The area is dedicated to Giordano Sangalli, a young partisan born in this neighborhood and killed by the Nazis near Rieti during the Second World War.
The Giordano Sangalli park hosts the Recherche space, an industrial warehouse dedicated to performing and digital arts. Here many artists can experiment with their theatrical and artistic ideas.
I had the opportunity to visit it one evening in May, when an actress and theater director friend of mine, whom I hadn’t seen in many years, presented a show of hers. I was sitting directly inside the scene sipping a good cocktail, when the show reminded me of all the expressiveness of art.
Even though I like to write in a didactic way, I really appreciated a show that gains strength in fragments, like when it shows a woman walking around while an apple keeps falling from her hand. The show involved me directly, when my friend called me to dance, while the other actresses invited other spectators.

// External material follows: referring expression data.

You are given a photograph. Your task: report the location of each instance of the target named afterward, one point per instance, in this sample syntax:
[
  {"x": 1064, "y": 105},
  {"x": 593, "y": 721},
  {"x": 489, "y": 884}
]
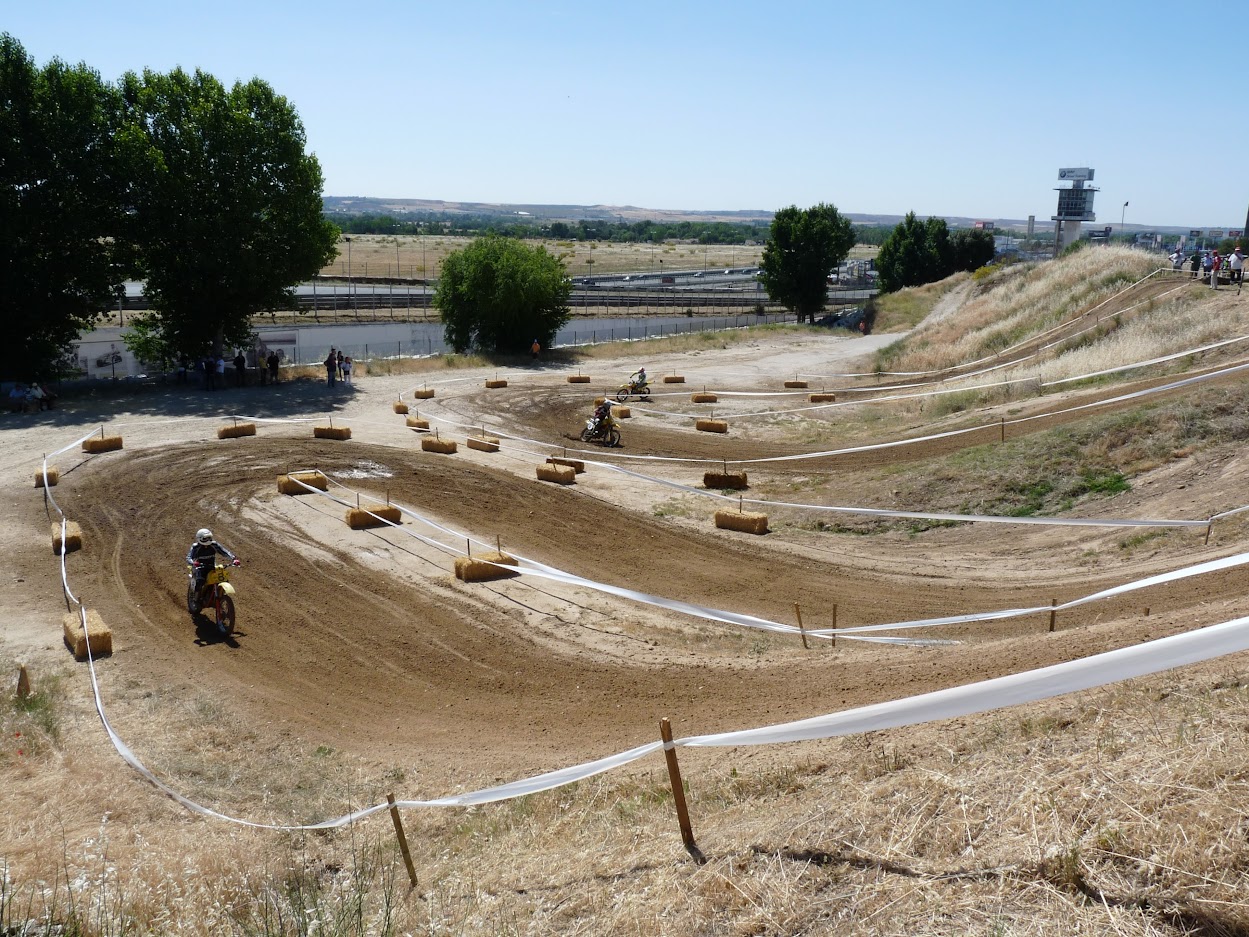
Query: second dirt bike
[
  {"x": 601, "y": 431},
  {"x": 215, "y": 599}
]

After the show, my friend pointed out to me that I satisfied her artistic needs, because that scene was really meant for dancing with someone we hadn’t seen for a long time. I and the other spectators left the room completely emotional.
Two little parks
On the morning of January 1st, after the New Year’s Eve party, my wife and I decided to record a small promotional video for my novel. To film it, we went in search of a park in the Quadraro area.
We first stopped in the cherry orchard, a small green area nestled between the houses. When we ventured inside, we realized it was too busy to record video.

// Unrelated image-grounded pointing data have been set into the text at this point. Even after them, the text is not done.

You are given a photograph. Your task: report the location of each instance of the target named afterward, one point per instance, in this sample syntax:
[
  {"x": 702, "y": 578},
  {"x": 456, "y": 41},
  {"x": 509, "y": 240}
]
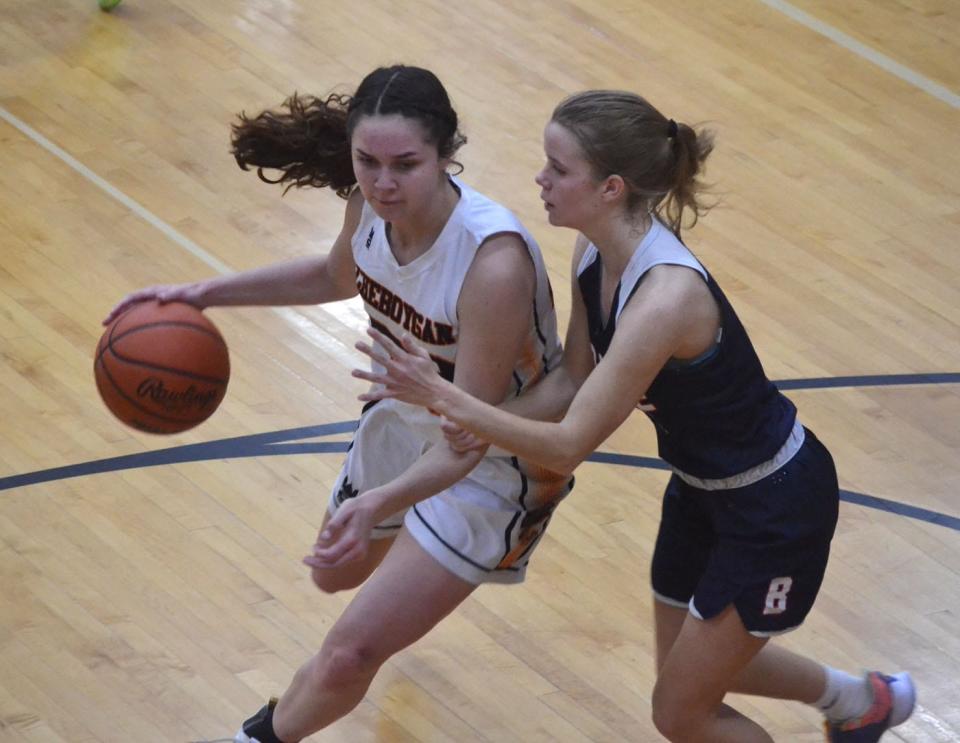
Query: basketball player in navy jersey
[
  {"x": 750, "y": 510},
  {"x": 433, "y": 258}
]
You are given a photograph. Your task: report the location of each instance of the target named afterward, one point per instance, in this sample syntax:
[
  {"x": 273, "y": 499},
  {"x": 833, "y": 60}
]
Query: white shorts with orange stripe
[{"x": 480, "y": 534}]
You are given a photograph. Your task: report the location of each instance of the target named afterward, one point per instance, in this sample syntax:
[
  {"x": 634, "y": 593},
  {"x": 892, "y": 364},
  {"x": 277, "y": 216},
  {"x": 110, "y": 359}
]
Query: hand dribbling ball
[{"x": 162, "y": 368}]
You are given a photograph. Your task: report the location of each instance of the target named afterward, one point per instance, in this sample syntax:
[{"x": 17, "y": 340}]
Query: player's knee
[
  {"x": 672, "y": 718},
  {"x": 331, "y": 580},
  {"x": 345, "y": 662}
]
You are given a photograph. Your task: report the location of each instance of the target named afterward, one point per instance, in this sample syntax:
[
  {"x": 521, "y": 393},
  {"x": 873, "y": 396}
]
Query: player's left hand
[
  {"x": 410, "y": 375},
  {"x": 345, "y": 538}
]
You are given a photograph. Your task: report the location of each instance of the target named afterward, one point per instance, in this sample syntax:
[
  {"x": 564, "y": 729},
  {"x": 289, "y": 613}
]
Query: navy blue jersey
[{"x": 716, "y": 416}]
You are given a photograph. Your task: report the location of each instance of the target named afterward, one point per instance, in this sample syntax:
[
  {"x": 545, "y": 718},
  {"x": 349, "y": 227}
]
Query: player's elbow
[{"x": 566, "y": 452}]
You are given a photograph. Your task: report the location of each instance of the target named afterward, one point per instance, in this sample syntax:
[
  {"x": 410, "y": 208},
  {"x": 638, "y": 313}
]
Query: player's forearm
[
  {"x": 298, "y": 282},
  {"x": 438, "y": 469},
  {"x": 547, "y": 400},
  {"x": 551, "y": 445}
]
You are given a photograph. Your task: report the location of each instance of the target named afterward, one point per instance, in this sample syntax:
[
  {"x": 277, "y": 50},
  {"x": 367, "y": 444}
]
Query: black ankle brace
[{"x": 260, "y": 726}]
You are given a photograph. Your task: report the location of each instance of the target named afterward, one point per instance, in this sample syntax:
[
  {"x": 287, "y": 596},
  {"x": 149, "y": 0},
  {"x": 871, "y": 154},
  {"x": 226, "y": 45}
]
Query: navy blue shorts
[{"x": 762, "y": 547}]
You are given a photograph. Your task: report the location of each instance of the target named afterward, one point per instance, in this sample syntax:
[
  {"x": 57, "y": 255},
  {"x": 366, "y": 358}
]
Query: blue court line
[
  {"x": 876, "y": 380},
  {"x": 289, "y": 441}
]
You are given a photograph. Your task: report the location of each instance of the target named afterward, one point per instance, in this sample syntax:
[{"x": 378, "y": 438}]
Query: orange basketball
[{"x": 162, "y": 368}]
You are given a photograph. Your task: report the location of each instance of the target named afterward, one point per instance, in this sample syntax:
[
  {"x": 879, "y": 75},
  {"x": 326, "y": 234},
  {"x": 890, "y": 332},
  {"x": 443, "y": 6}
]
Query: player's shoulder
[{"x": 483, "y": 216}]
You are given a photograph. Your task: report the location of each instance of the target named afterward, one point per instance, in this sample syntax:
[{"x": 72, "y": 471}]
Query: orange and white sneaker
[{"x": 893, "y": 700}]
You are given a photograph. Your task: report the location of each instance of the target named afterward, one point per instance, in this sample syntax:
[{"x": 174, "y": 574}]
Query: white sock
[{"x": 845, "y": 697}]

So, I started playing ball with a little boy of African origin who immediately took a liking to me.
Afterwards, we went to Nicolò Blois park, separated by a railway line from the Torre del Fiscale park.
The park is a long and narrow green area characterized by a large wooden gazebo, which contains a strange table on which a chessboard is drawn.
Here we recorded the video, being careful not to be disturbed by the passing trains.